In other words, Europe was longing for what Germany's prestigious conservative daily FAZ called the "good and Democratic America." The European laundry list of objections to America's use of power--Iraq, Guantanamo, the Kyoto protocol, torture interrogations, CIA "black sites," the International Criminal Court, etc.--goes on and on.
Michael Naumann, the former culture minister under left-wing German chancellor Gerhard Schröder and now the publisher of the centrist weekly Die Zeit, argues that over the last six years President Bush and Vice President Cheney have created a "clash of civilizations" between their administration and the majority of Europeans. Polls show that the number of Europeans in favor of a strong U.S. role in international affairs tumbled from 64 percent to 37 percent between 2002 and 2006. At the same time, the share of those opposed to American leadership in the world nearly doubled, from 37 percent to 57 percent.

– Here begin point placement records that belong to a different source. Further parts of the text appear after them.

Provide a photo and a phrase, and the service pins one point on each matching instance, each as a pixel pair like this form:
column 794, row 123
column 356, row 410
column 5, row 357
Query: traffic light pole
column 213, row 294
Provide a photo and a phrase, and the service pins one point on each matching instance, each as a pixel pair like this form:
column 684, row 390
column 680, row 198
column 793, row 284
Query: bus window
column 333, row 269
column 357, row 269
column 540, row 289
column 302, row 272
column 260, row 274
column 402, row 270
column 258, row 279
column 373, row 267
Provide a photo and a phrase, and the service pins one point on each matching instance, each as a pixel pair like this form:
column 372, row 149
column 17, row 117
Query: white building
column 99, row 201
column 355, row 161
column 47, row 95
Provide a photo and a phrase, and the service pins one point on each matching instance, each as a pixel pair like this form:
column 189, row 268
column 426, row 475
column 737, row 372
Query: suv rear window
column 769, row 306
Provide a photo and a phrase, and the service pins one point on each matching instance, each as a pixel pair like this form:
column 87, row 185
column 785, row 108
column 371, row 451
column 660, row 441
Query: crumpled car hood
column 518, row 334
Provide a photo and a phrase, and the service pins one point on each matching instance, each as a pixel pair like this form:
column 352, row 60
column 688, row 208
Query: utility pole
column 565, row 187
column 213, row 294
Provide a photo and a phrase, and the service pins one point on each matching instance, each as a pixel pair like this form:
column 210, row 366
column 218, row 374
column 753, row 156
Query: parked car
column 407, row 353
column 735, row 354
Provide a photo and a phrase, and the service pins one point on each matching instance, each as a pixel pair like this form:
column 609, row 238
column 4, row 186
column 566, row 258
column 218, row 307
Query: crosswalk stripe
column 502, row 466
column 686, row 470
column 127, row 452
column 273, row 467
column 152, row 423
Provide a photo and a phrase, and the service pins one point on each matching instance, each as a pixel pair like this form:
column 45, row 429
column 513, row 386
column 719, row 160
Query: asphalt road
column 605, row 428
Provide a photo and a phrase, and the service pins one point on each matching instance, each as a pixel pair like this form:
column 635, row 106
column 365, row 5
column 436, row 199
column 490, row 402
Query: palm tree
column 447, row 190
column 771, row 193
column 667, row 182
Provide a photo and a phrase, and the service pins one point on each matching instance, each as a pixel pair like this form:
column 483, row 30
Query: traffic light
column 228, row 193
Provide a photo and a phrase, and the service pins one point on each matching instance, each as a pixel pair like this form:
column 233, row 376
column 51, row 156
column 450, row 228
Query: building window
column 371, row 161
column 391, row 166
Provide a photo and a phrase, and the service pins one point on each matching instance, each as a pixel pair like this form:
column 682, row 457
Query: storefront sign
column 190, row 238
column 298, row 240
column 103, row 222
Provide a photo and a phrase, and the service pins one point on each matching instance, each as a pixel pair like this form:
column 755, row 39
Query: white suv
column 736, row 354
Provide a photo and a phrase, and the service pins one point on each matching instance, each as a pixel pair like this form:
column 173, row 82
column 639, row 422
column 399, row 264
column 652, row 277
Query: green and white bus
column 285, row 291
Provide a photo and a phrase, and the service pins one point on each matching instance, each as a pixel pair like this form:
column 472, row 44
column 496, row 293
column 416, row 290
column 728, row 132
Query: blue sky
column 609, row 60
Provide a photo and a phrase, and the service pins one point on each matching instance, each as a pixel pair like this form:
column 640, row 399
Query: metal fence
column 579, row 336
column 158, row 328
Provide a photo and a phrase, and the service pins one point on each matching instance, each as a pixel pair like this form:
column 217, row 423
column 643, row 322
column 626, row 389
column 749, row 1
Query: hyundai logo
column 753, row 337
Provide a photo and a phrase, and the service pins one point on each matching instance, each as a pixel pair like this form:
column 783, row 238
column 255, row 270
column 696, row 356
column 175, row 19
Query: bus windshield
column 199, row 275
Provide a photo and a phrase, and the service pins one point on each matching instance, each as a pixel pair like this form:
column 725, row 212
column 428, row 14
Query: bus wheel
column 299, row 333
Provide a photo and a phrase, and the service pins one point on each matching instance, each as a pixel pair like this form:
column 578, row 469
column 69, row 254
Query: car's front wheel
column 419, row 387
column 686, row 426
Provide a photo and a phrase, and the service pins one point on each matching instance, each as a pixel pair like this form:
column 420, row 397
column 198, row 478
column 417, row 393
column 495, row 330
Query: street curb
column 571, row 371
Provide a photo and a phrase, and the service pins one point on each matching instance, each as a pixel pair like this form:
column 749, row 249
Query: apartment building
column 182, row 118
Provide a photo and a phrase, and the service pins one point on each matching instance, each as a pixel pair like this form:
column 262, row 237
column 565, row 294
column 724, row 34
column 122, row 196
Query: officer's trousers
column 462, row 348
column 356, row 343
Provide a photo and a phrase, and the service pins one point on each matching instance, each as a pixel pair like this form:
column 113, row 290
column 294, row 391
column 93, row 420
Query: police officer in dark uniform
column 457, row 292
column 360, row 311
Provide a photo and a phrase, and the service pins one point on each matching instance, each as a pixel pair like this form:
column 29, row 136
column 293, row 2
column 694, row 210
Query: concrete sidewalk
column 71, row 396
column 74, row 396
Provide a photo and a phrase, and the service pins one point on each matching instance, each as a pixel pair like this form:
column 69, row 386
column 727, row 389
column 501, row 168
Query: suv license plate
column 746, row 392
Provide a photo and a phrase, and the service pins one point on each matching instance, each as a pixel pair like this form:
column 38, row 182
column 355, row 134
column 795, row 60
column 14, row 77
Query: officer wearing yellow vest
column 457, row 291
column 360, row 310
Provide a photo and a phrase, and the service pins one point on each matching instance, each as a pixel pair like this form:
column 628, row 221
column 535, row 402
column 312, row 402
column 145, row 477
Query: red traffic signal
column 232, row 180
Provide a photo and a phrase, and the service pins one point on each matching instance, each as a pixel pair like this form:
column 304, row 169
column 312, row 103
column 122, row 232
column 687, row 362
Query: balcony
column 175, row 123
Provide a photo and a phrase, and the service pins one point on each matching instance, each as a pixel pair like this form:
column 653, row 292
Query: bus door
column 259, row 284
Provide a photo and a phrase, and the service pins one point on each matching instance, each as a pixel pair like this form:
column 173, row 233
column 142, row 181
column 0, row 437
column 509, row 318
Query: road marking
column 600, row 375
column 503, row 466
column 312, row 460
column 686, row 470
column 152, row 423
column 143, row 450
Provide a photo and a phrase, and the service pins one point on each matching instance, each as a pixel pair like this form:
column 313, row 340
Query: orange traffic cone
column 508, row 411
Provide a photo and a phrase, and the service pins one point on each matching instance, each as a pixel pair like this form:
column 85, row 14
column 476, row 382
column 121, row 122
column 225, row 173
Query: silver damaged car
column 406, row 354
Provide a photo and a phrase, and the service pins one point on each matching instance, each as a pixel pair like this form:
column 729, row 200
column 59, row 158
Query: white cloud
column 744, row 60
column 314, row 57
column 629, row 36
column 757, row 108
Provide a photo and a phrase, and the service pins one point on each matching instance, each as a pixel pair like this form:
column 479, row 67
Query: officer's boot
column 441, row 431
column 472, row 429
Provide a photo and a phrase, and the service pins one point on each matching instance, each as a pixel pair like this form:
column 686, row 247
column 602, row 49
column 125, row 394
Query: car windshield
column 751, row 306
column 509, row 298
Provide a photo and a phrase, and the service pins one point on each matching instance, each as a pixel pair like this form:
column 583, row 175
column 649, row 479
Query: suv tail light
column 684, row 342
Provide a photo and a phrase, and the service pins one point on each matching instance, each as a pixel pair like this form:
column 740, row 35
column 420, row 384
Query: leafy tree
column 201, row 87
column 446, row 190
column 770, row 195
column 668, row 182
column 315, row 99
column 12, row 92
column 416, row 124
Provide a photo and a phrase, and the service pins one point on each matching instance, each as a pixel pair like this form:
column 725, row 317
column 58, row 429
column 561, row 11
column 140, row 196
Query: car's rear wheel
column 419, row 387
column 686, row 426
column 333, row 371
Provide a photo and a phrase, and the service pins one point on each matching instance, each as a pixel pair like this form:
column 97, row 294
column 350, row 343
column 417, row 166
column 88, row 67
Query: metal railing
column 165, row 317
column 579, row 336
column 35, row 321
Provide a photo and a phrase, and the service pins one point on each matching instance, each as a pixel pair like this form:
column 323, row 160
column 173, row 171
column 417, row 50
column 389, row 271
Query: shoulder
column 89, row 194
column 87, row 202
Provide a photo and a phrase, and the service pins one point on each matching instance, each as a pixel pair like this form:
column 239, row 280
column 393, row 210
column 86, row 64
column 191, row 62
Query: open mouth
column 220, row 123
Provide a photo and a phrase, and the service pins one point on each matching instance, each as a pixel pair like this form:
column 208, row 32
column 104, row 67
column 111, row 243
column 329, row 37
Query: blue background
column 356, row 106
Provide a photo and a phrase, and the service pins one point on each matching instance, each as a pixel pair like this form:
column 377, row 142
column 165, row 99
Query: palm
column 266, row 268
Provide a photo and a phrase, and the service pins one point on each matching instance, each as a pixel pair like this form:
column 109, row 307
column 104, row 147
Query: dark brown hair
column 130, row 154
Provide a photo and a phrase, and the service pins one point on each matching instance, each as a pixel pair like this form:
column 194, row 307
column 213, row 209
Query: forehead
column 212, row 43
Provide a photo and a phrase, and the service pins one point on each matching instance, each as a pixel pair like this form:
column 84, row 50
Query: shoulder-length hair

Democrats, by contrast, are seen as the good guys--the Canadians of American politics, so to say. Therefore, many Europeans hope that the election will begin to narrow the political and social gulf separating them from the United States by creating a Democratic counterweight to Bush. How happy were the Europeans? The Guardian noted that "The cheering [for the Democrats' victory] can be heard not just in America itself but around the planet."
The irony is that transatlantic relations at the inter-governmental level have already improved significantly since the beginning of Bush's second term, as documented by the joint U.S.-E.U. diplomatic approach to Iran, as well as the arrival of German Chancellor Angela Merkel, who has become President Bush's most important partner in Europe. Public perceptions, however, are lagging way behind and most Europeans seem to be immune to Condi Rice's ongoing charm offensive.
With the midterm elections over, Europeans are now looking to the 2008 elections. Hillary Clinton is their top choice to replace Bush in the Oval Office, mainly because she is the wife of Bill Clinton, who had, among Europeans, approval ratings in the 85-percent range while in power.
In the end, though, many Europeans may be disappointed that this week's elections will have only a limited impact on President Bush's foreign policy. The impact of congressional elections should not be minimized, but the president is still going to manage American involvement in Iraq and Afghanistan, where there are more important things going on than politics.
Ulf Gartzke is a Visiting Scholar at Georgetown University's BMW Center for German and European Studies in Washington, D.C.